What English skills do Data Lakehouse Engineers most need to improve?+

Data Lakehouse Engineers most commonly need to improve: technical vocabulary (the correct English terms for domain concepts), collocation accuracy (using the right verb for each action), written communication (bug reports, PR descriptions, technical docs), and spoken communication for standups, code reviews, and stakeholder meetings.

How long does the Data Lakehouse Engineer learning path take?+

The Data Lakehouse Engineer learning path contains 20–40 hours of material studied comprehensively. Most learners focus on the highest-priority modules first and return to the rest over time. Spending 30 minutes per day for 4–6 weeks produces noticeable improvement in workplace English.

What vocabulary should a Data Lakehouse Engineer prioritise first?+

Start with the vocabulary that appears most in your daily work — terms you read in documentation, use in commit messages, and hear in meetings. The Data Lakehouse Engineer path begins with the most frequent vocabulary clusters before moving to advanced communication patterns.

Are there interview exercises for Data Lakehouse Engineer roles?+

Yes. The Data Lakehouse Engineer path includes role-specific interview question modules with model answers and key phrases — the actual questions interviewers ask and the vocabulary needed to answer them fluently. There is also a dedicated Interview Practice hub for general interview skills.

Does this path include pronunciation help?+

Yes. The path links to pronunciation exercises for the technical terms most commonly mispronounced in this domain. The Pronunciation hub includes drills for acronyms, silent letters, word stress, and minimal pairs — all in IT context.

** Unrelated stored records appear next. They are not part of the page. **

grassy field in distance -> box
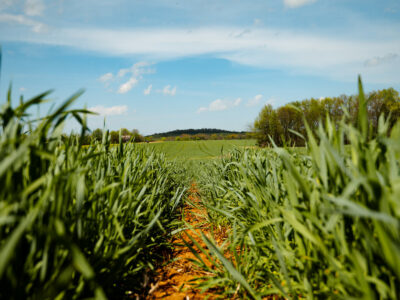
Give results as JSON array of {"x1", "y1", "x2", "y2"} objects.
[{"x1": 142, "y1": 140, "x2": 256, "y2": 159}]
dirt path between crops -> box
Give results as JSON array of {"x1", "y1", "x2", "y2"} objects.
[{"x1": 147, "y1": 184, "x2": 226, "y2": 300}]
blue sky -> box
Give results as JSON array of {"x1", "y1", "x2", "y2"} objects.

What are the most common English mistakes Data Lakehouse Engineers make?+

The most common mistakes: incorrect collocations (using the wrong verb with a technical noun), false friends from L1, tense errors when narrating past incidents or walkthroughs, and using overly formal or overly casual register in written communication.

How do I improve my English for code reviews?+

Learn the standard code review collocations: approve a PR, request changes, leave a nit, address feedback, block a merge, resolve a conversation. Use hedging language for suggestions: "This might be cleaner as…", "Have you considered…?". The Collocations section includes a dedicated Code Review set.

Can I use this path alongside my daily work?+

Yes — the path is designed for working professionals. Each exercise set takes 10–15 minutes. The most effective approach is to study a vocabulary module before a meeting or task where you'll use that vocabulary, then practise immediately after. Context-linked practice produces much faster retention.

Is the content free?+

Yes, completely free. No registration required, no payment, no time limit. All vocabulary modules, exercises, glossary entries, and learning path guides are open access.

How do I track my progress through this path?+

Progress is tracked in your browser's local storage — completed exercise sets are marked with a checkmark when you return. No account is needed. You can bookmark specific modules and use the exercises overview to see which sets you've completed.